Originally Posted by CPR

^^^^^so no version available, or likely to be available for the 951?

We have a turbo that matches the engine very well, but as stated in my last post it would more than likely not be a direct bolt-on. This is simply because our turbos are slightly different dimensions than other turbos due to the location of our bearing assembly compared to conventional turbos. However for those with aftermarket intercoolers, air intakes, etc. it would be much easier as the plumbing could easily be adjusted to fit. An example would be something like this:


^This would be a very simple intercooler and air intake setup to adapt to an Aerocharger. Depending on the diameter of the piping/silicone couplers it may even bolt right up. I have a lot of experience with 911's but none with 951's so if somebody could get me some rough dimensions on the turbo flanges it uses I could determine if any of the exhaust would need to have our flanges welded on or if stock could be used.

[No_Lag]

To elaborate further on why our turbo will not fit in the factory location on the 930 here is a diagram showing the difference in the distance between the compressor outlet and turbine outlet.



It's not much but it was enough to cause the compressor outlet to not line up with the factory hole in the tins on the 930. This is why we opted to go with a 934 based design and mount the turbo in the center. This ended up working out for the best as we were able to change the header to a much greater design, far better suited for fast spool-ups.

This may also be the case with the 951. I look at it as a good thing if you have to alter the header a bit. It would give the opportunity for improvement as the factory 951 header is not the most efficient for fast spool-ups.

[bebbetufs]

So how do you control the vanes? Do you need a seperate or new computer or are they controlled mechanically?

[No_Lag]

The vanes are operated mechanically via the "controller", which is very similar to the waste-gate actuator on internal wasategate turbos. The controller consists of a diaphragm, piston, spring, and shims.
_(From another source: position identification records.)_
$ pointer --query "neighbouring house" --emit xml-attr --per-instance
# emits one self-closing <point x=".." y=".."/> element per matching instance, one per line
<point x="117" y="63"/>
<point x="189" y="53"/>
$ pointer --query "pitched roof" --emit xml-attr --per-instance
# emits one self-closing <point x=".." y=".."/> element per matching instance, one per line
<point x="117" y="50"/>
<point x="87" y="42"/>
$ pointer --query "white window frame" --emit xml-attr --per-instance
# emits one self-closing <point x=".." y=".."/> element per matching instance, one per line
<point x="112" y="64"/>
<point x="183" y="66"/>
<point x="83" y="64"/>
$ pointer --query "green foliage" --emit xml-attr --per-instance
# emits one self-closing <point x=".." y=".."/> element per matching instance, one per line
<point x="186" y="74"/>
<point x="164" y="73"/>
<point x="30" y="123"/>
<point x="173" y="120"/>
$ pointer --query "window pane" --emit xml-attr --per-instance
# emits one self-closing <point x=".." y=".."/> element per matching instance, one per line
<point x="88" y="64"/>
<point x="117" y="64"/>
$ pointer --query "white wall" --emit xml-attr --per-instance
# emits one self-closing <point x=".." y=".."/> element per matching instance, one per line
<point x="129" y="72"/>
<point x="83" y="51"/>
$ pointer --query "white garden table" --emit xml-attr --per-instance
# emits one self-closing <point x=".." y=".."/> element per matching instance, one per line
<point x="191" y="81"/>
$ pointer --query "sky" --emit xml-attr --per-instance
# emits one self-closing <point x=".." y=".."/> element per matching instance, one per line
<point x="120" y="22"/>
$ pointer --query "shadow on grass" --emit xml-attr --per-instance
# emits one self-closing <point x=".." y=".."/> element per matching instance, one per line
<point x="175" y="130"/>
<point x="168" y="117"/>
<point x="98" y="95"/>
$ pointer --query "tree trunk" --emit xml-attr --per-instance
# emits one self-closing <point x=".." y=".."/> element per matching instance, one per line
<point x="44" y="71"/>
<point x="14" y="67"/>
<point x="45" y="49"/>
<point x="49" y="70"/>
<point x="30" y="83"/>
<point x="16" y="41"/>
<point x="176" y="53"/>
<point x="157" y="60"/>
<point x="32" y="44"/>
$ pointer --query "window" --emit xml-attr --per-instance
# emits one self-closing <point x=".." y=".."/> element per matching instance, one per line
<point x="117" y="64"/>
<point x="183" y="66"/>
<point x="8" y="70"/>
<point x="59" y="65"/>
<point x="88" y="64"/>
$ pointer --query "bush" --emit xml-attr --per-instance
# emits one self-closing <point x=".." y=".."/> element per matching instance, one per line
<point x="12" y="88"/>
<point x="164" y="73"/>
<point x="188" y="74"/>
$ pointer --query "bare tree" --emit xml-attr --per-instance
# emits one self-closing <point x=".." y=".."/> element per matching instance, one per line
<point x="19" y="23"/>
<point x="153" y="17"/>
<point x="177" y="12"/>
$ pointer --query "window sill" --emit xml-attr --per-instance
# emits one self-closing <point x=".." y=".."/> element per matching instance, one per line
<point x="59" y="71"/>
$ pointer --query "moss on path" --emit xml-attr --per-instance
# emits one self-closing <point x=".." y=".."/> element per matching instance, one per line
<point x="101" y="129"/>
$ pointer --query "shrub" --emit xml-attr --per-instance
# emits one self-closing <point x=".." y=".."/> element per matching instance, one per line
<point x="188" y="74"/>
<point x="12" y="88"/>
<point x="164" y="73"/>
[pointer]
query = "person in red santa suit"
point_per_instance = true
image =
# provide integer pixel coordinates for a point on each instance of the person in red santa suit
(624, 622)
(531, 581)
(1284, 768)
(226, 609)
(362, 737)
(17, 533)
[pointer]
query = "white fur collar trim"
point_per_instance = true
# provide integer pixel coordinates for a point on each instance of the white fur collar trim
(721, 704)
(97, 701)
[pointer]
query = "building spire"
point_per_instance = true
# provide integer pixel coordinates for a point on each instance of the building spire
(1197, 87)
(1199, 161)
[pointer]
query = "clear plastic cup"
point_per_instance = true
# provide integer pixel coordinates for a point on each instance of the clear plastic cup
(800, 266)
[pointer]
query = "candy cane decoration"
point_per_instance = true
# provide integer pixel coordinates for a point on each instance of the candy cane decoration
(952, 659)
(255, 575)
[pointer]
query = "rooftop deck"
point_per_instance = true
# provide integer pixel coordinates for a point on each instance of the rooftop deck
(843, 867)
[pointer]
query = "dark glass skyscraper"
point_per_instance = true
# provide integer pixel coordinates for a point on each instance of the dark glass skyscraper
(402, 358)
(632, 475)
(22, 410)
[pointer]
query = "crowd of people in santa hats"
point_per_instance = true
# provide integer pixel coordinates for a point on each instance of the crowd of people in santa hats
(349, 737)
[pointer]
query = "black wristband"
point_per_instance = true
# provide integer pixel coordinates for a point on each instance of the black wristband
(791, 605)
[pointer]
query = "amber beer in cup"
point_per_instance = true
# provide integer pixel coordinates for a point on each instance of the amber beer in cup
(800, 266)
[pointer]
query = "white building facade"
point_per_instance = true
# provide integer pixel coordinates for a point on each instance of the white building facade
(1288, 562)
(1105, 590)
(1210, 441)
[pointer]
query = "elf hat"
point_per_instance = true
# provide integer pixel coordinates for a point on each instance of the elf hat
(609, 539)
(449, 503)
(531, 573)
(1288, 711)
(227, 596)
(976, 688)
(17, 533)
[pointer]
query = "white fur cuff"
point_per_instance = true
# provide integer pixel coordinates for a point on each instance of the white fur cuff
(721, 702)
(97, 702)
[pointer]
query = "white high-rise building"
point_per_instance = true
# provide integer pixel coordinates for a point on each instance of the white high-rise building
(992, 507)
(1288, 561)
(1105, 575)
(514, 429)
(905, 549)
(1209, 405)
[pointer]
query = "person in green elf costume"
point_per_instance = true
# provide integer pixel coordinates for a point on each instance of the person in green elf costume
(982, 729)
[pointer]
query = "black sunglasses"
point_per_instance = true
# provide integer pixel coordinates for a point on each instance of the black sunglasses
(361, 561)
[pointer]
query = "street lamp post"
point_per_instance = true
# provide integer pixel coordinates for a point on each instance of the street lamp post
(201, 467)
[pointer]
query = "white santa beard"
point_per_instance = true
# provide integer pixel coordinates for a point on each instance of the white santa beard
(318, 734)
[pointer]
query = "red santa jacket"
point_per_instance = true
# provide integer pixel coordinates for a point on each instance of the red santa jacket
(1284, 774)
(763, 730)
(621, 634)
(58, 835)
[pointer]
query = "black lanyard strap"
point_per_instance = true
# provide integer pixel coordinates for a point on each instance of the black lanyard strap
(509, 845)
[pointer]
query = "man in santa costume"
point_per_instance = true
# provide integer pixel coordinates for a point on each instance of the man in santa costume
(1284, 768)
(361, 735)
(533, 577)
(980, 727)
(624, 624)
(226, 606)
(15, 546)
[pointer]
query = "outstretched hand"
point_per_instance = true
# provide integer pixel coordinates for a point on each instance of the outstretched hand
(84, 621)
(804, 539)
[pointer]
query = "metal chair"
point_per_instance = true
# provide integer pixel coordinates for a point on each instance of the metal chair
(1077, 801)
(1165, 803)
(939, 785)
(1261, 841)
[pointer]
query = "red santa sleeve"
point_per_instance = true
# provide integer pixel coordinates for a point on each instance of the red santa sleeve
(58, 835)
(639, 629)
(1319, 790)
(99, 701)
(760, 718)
The controller pulls vacuum/boost signal from the charge side of the turbo system (preferably near the compressor outlet) and responds accordingly, adjusting the angle of the vanes to create peak efficiency of the turbine.



The air fitting on the controller is what controls when the vanes begin to activate. A jam nut hold this fitting in place and allows for some adjustment. the spring withing the controller is your main boost adjustment. Swapping out different springs nets different boost ranges which are fined tuned via a series of shims. However if your are comfortable where your boost is and would like to use a manual boost controller, it could simply be installed in-line to the air fitting to act as a bleed-off. This will show the turbo less boost than it's making, in turn building more boost.

Personally I'm a fan of setting the boost where I want it and leaving there unless I have a way to adjust fuel maps on the fly as well, but some people like to have adjustment

[nize]

it sounds like this would be perfect for a stand alone EMS system to control, compensating for different engine loads/rpm's.

from the diagrams, it doesn't look like it will fit on a 951 because the factory turbo mounts at the center section to the motor support bracket.

at the very least, the stock motor bracket would have to be heavily modified or most likely replaced with a custom bracket to fit this turbo.

[nize]

fyi, here's a photo of the underside of the turbo on a 951 (looking up from underneath), you can see the tight clearance where the center section mounts to the factory motor bracket;

[No_Lag]

Though my experience with 951's may be limited I have seen some of these cars with the turbos mounted in different locations than stock. With that they must be using a machined adapter block of some sort. From the looks of it making a part to bypass the stock turbo and mounting an Aerocharger slightly forward of the stock turbo location wouldn't be out of the question at all.

[thingo]

Which of your turbos would you recommend for the 951?